Available Light: Anthropological Reflections on Philosophical Topics
Geertz, who once considered a career in philosophy, begins by explaining how he got swept into the revolutionary movement of symbolic anthropology. At that point, his work began to encompass not only the ethnography of groups in Southeast Asia and North Africa, but also the study of how meaning is made in all cultures–or, to use his phrase, to explore the "frames of meaning" in which people everywhere live out their lives. His philosophical orientation helped him to establish the role of anthropology within broader intellectual circles and led him to address the work of such leading thinkers as Charles Taylor, Thomas Kuhn, William James, and Jerome Bruner.

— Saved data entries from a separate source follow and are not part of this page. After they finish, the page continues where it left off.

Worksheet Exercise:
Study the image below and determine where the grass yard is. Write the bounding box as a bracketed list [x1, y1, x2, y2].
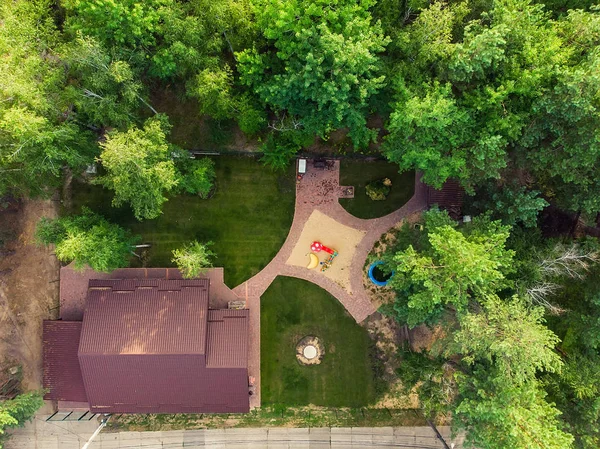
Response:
[68, 156, 295, 287]
[339, 160, 415, 219]
[261, 276, 379, 407]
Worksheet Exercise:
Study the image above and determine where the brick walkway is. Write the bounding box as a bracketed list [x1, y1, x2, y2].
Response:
[234, 160, 428, 409]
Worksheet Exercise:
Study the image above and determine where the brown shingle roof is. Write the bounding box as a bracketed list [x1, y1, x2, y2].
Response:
[59, 265, 184, 320]
[43, 321, 87, 403]
[206, 310, 249, 368]
[76, 279, 249, 414]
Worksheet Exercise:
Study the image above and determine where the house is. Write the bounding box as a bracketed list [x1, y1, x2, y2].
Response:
[43, 268, 250, 414]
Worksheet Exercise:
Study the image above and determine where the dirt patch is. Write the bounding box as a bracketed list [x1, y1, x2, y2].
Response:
[410, 324, 446, 353]
[363, 212, 423, 309]
[362, 313, 418, 409]
[0, 198, 60, 391]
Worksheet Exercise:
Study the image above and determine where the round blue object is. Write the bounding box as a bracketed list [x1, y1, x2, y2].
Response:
[368, 261, 394, 286]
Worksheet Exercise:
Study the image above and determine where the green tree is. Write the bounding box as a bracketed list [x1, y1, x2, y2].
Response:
[62, 36, 151, 129]
[448, 296, 562, 384]
[519, 50, 600, 213]
[468, 182, 549, 228]
[238, 0, 390, 148]
[398, 295, 571, 449]
[544, 350, 600, 449]
[385, 211, 514, 325]
[189, 66, 266, 135]
[175, 157, 216, 198]
[259, 133, 302, 171]
[63, 0, 170, 49]
[172, 241, 215, 279]
[383, 0, 600, 213]
[455, 369, 573, 449]
[0, 391, 43, 439]
[97, 117, 179, 220]
[0, 0, 94, 196]
[36, 209, 139, 272]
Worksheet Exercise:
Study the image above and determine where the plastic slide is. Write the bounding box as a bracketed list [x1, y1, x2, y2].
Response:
[307, 253, 319, 269]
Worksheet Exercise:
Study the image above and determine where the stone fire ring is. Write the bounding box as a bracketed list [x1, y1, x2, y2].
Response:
[296, 336, 324, 365]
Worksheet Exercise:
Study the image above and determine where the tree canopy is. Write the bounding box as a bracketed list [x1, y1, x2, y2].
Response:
[381, 210, 587, 448]
[0, 391, 43, 439]
[172, 241, 216, 279]
[382, 0, 600, 213]
[0, 0, 94, 196]
[238, 0, 389, 148]
[383, 210, 515, 325]
[96, 117, 179, 220]
[36, 208, 139, 272]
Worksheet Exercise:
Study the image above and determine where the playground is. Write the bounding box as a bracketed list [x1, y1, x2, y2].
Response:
[285, 210, 366, 292]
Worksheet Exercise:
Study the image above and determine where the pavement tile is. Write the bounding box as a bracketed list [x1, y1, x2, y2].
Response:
[182, 429, 205, 447]
[33, 437, 59, 449]
[158, 430, 184, 446]
[96, 438, 120, 449]
[267, 443, 290, 449]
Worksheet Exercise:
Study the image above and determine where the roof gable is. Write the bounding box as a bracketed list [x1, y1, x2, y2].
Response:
[78, 279, 209, 356]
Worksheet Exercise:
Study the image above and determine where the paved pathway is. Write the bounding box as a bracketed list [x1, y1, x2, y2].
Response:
[7, 418, 463, 449]
[233, 161, 428, 409]
[234, 161, 427, 322]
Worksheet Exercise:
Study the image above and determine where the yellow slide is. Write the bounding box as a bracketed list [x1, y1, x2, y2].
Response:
[306, 253, 319, 269]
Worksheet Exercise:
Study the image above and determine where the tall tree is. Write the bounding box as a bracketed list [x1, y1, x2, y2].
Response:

In this volume, Geertz comments on their work as he explores questions in political philosophy, psychology, and religion that have intrigued him throughout his career but that now hold particular relevance in light of postmodernist thinking and multiculturalism. Available Light offers insightful discussions of concepts such as nation, identity, country, and self, with a reminder that like symbols in general, their meanings are not categorically fixed but grow and change through time and place.

This book treats the reader to an analysis of the American intellectual climate by someone who did much to shape it. One can read Available Light both for its revelation of public culture in its dynamic, evolving forms and for the story it tells about the remarkable adventures of an innovator during the "golden years" of American academia.